No se puede negar, en consecuencia, que la globalización neoliberal está orientada a debilitar y a hacer desaparecer cualquier alternativa (revolucionaria o reformista) que se plantee sustituirlo, llámese socialista o no. Con este fin, ha decretado guerras globales mediante aparentes planes estratégicos contra el narcotráfico o el terrorismo y, durante las dos últimas décadas, con las revoluciones de colores, a lo cual se añade su perversa concepción del «caos constructivo». En todos los casos, su portavoz y su principal instrumento y beneficiario, el imperialismo gringo, nos impone el argumento respecto a que estaríamos viviendo una transición hacia un nuevo orden mundial, lo que comienza a insertarse en la mente de muchos gracias al dopaje mediático logrado a través de internet y la industria cinematográfica del entretenimiento.
Todo ello, en conjunto, busca causar un desorden distópico en el cual no quepa la posibilidad de que exista la esperanza de un mundo mejor, contrariamente al que actualmente existe. En ello le acompaña, a veces de una forma inconsciente y desfasada, en otras, de una forma plenamente consciente y servil, la izquierda organizada en partidos políticos, desprovista de alguna estrategia efectiva para llevar a cabo una revolución social de amplia envergadura y de argumentos ideológicos sólidos que capten la atención de las masas populares.
Además, desde hace décadas, la estrategia neoliberal apunta a la total autonomía de los bancos centrales, una medida que sus apologistas consideran un elemento clave para hacerle frente a la inestabilidad económica y a las interferencias políticas que se suscitan en algunos países, en especial los ubicados en nuestra América, cuyas burguesías están prestas a asumir siempre su rol dependiente, antinacional y rastrero.
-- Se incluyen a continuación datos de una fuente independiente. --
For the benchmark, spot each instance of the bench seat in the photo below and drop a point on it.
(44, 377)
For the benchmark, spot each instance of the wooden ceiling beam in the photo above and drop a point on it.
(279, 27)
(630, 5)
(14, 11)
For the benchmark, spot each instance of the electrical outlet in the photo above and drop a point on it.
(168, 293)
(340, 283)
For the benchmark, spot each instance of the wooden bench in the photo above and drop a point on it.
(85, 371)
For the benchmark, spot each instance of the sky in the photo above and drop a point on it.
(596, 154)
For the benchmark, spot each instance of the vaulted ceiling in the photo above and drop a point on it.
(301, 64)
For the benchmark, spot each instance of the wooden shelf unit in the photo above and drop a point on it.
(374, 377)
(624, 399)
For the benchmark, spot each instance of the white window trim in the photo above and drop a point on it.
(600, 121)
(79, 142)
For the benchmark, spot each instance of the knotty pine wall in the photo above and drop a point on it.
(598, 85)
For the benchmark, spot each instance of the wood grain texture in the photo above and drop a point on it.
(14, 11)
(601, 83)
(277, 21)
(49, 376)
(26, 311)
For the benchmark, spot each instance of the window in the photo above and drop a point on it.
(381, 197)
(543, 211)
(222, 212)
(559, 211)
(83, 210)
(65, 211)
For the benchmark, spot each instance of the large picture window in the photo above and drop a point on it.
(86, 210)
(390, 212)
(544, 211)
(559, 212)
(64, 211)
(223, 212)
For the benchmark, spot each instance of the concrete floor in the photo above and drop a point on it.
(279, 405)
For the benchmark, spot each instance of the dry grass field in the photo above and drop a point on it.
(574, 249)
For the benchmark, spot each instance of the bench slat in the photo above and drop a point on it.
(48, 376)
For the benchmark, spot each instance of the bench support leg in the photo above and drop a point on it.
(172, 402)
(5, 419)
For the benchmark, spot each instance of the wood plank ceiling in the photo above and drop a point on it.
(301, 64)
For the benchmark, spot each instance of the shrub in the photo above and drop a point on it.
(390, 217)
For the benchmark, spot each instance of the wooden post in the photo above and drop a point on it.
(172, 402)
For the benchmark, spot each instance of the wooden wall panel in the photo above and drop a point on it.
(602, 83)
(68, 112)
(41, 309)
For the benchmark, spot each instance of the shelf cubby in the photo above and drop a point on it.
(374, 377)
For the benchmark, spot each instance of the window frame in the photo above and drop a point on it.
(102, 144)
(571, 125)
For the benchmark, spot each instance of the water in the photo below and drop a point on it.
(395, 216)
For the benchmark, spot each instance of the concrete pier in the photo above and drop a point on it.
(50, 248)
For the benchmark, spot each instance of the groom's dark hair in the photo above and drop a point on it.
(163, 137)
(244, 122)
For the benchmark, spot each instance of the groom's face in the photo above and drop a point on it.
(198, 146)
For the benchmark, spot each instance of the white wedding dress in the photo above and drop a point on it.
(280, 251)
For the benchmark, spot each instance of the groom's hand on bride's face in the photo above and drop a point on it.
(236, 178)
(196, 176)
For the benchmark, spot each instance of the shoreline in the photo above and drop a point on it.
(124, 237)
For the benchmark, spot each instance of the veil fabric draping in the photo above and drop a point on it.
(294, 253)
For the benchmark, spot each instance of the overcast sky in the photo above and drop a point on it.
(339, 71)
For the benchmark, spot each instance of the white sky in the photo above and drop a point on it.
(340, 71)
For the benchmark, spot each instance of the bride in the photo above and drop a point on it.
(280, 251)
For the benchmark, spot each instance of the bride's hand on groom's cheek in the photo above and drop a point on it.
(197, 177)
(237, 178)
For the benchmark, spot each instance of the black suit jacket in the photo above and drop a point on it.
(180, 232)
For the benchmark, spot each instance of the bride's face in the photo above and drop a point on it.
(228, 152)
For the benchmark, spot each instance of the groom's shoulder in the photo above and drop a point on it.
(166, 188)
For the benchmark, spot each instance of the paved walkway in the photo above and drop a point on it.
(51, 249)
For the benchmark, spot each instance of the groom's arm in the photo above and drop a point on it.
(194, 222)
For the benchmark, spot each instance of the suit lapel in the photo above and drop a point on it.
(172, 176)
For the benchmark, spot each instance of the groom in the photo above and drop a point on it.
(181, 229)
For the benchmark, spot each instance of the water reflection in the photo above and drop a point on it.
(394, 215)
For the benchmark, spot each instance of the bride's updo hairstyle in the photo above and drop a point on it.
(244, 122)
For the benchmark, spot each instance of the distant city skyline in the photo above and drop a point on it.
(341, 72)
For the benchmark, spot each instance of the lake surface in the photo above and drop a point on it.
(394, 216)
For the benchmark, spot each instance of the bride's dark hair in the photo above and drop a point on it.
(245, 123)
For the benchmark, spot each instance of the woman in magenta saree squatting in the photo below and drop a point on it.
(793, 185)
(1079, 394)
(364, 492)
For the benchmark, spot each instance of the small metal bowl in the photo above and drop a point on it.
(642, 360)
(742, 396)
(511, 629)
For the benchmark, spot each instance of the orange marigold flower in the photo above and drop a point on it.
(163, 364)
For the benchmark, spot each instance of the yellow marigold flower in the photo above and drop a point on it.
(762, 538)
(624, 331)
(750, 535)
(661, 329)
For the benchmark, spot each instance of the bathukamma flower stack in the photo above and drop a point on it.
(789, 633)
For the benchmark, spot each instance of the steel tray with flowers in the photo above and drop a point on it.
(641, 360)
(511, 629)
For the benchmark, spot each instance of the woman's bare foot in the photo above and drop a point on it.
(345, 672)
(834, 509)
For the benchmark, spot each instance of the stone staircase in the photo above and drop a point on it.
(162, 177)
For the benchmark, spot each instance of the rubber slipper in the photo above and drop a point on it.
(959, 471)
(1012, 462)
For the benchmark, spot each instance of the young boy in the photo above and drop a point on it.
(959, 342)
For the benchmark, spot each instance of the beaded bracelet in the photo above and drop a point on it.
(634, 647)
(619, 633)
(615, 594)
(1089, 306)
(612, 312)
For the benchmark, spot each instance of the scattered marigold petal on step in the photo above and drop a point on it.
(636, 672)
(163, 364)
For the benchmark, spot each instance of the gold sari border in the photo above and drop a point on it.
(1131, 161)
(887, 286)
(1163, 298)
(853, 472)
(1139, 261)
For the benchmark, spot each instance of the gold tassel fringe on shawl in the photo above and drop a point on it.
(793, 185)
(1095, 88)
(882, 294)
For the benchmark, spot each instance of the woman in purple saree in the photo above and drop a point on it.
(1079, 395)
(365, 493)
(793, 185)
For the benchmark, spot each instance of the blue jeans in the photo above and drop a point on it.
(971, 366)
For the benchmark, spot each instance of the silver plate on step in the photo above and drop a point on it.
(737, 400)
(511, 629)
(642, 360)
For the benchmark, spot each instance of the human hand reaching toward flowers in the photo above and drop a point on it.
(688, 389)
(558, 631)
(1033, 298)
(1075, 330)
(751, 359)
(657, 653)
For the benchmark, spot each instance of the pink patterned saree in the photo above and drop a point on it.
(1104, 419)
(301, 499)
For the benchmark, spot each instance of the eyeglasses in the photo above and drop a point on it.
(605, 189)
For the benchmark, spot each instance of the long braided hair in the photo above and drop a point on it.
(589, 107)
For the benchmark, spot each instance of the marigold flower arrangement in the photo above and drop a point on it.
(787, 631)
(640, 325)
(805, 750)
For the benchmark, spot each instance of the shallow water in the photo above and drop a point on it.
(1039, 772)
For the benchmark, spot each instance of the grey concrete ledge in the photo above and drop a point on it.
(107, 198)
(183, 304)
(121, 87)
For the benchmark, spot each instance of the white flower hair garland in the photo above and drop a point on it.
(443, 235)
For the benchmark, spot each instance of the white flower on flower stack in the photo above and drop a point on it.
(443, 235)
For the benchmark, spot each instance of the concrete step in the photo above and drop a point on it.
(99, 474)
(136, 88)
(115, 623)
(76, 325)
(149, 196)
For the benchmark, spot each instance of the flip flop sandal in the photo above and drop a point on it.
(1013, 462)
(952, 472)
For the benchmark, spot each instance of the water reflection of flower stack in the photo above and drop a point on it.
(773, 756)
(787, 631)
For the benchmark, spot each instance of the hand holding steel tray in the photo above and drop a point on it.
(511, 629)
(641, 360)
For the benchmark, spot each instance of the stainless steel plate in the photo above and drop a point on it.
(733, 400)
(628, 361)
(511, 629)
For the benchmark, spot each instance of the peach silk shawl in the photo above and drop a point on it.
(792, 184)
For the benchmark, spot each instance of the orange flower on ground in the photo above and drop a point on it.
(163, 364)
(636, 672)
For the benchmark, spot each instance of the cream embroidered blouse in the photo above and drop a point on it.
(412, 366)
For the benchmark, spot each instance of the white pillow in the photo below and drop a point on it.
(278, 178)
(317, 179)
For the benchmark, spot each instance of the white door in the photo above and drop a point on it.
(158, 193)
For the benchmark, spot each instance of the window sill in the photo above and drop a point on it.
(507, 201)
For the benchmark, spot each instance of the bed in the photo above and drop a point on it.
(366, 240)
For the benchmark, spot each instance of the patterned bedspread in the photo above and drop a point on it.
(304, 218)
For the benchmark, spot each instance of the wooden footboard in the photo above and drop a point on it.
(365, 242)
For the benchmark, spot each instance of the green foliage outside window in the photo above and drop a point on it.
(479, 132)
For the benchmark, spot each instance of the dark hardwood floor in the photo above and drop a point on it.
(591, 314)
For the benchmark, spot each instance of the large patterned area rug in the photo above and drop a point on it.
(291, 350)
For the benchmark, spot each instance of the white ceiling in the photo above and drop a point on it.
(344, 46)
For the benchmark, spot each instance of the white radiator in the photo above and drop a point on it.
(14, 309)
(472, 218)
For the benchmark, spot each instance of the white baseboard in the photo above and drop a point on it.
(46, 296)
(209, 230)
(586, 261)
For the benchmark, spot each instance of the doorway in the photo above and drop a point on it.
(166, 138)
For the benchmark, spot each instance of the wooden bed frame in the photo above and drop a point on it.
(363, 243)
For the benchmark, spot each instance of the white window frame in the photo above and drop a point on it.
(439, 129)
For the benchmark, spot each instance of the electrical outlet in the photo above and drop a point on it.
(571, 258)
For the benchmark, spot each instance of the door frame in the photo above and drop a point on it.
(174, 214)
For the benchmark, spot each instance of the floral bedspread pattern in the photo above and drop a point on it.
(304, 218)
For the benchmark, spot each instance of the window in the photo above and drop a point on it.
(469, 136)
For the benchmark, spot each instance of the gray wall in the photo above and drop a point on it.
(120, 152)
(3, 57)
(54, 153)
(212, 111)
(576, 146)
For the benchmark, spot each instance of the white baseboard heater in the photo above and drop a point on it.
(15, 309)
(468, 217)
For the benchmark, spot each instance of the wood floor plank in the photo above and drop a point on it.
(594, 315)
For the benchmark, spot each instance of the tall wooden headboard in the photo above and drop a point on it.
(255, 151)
Como contramedida frente al auge de este patrón de poder mundial capitalista es preciso incentivar (como siempre) entre los sectores populares una toma de conciencia basada, sobre todo, en un rescate de su memoria histórica, la que no se ha escrito y hecho valer según sus propios intereses y luchas en vez de darle continuidad a los paradigmas creados por la ideología de los sectores dominantes. Lo otro es abrir verdaderos espacios de debate y de participación desde los cuales los sectores populares puedan organizarse de un modo independiente y asuman el ejercicio de la democracia de una forma directa y creadora.